De l’avis des Israéliens eux-mêmes, ils mènent à Gaza une guerre existentielle en réponse au traumatisme du 7 octobre, et elle ne peut donc s’arrêter que par une victoire qui effacerait les images de ce « jour terrible », Depuis l’éclatement du conflit, les Israéliens paraissent en effet moins « invincibles » et ayant besoin d’un appui significatif des Etats-Unis pour faire face à leurs adversaires. Tous les clichés sur les guerres israélo-arabes, qui jusqu’à ce dernier conflit étaient rapides, sont tombés et les Israéliens veulent les rétablir à n’importe quel prix, même si le conflit doit durer des mois.
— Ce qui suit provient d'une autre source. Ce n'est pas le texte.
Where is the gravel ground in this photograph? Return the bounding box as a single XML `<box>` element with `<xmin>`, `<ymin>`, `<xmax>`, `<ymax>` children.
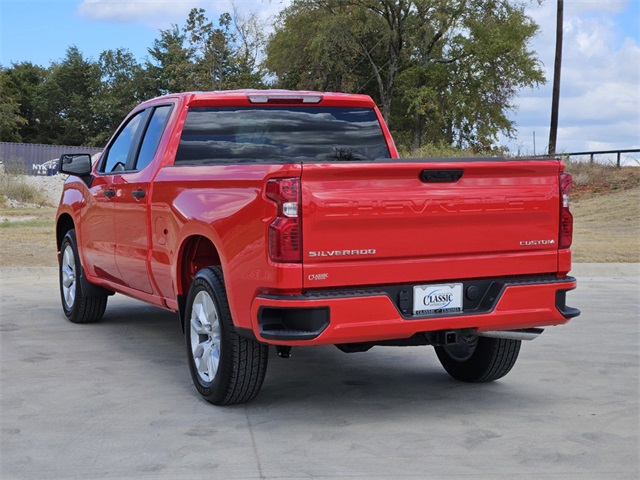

C’est en tout cas ce que disent les responsables à Tel Aviv qui annoncent que 2024 sera une année de guerre.
Du côté américain, le délai accordé aux Israéliens qui devait expirer en janvier aurait été prolongé jusqu’au printemps, mais sans garantie d’être respecté. L’administration Biden est en réalité convaincue que le terrain a montré que les Israéliens ne peuvent pas parvenir à leur objectif proclamé d’éradication totale du Hezbollah, surtout si le front du Liban s’ouvre en grand. Il faudrait donc faire en sorte qu’ils ne perdent pas politiquement et que les différents protagonistes puissent participer à une conférence élargie similaire à celle de Madrid en 1991 pour redéfinir les rôles et les poids de chacun dans la région. Rappelons que dans le cadre de cette conférence, les Israéliens et les Palestiniens étaient assis à la même table de négociation, et le processus avait abouti aux accords d’Oslo en 1993-1994.
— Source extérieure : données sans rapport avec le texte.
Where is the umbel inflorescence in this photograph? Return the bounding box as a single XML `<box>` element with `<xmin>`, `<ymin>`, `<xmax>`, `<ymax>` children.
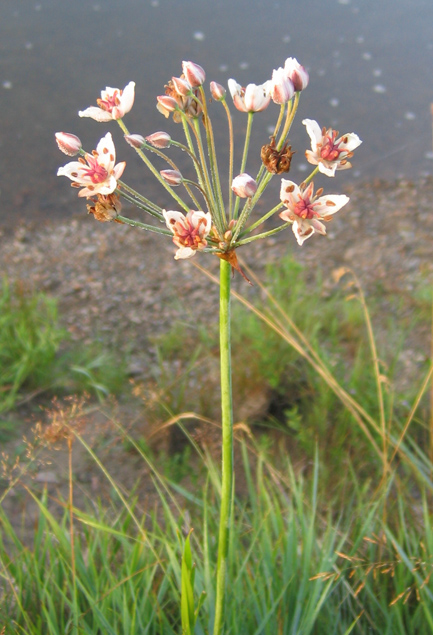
<box><xmin>56</xmin><ymin>58</ymin><xmax>361</xmax><ymax>268</ymax></box>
Aujourd’hui, au plus fort de la bataille qui se déroule depuis plus de cent jours à Gaza, aucun des protagonistes ne parait avoir une vision claire pour le « jour d’après », et c’est pourquoi la seule issue raisonnable serait d’organiser une conférence internationale qui réunirait cette fois les Israéliens et les Palestiniens, mais aussi les Américains, les Egyptiens, les Jordaniens, les Iraniens, les Européens et les pays du Golfe.
Ce qui prolonge la guerre actuelle, c’est justement la place que chacun veut avoir dans une telle conférence. Les Israéliens voudraient éliminer le Hamas ; mais ce mouvement s’est taillé une place en tant que l’un des représentants des Palestiniens. De leur côté, les Iraniens veulent augmenter leur rôle en s’imposant – par l’action de leurs proxies dans la région – comme un interlocuteur incontournable face aux Américains. Or, si les combats s’arrêtent à l’heure actuelle, l’Iran craint de ne pas avoir la place espérée en tant que leader de l’ »axe de la résistance ».
Pour toutes ces raisons, les combats semblent appelés à se poursuivre dans la région, et ils constituent d’une certaine façon des messages violents que s’envoient les différents protagonistes. Mais dans ce contexte, cela implique qu’il n’y ait pas de grand vainqueur et de grand vaincu, car trop d’intérêts sont en jeu pour prendre le risque de laisser les choses échapper à tout contrôle. Il faut donc espérer que des débordements n’entrainent pas un dérapage que jusqu’à présent les protagonistes ont réussi à éviter.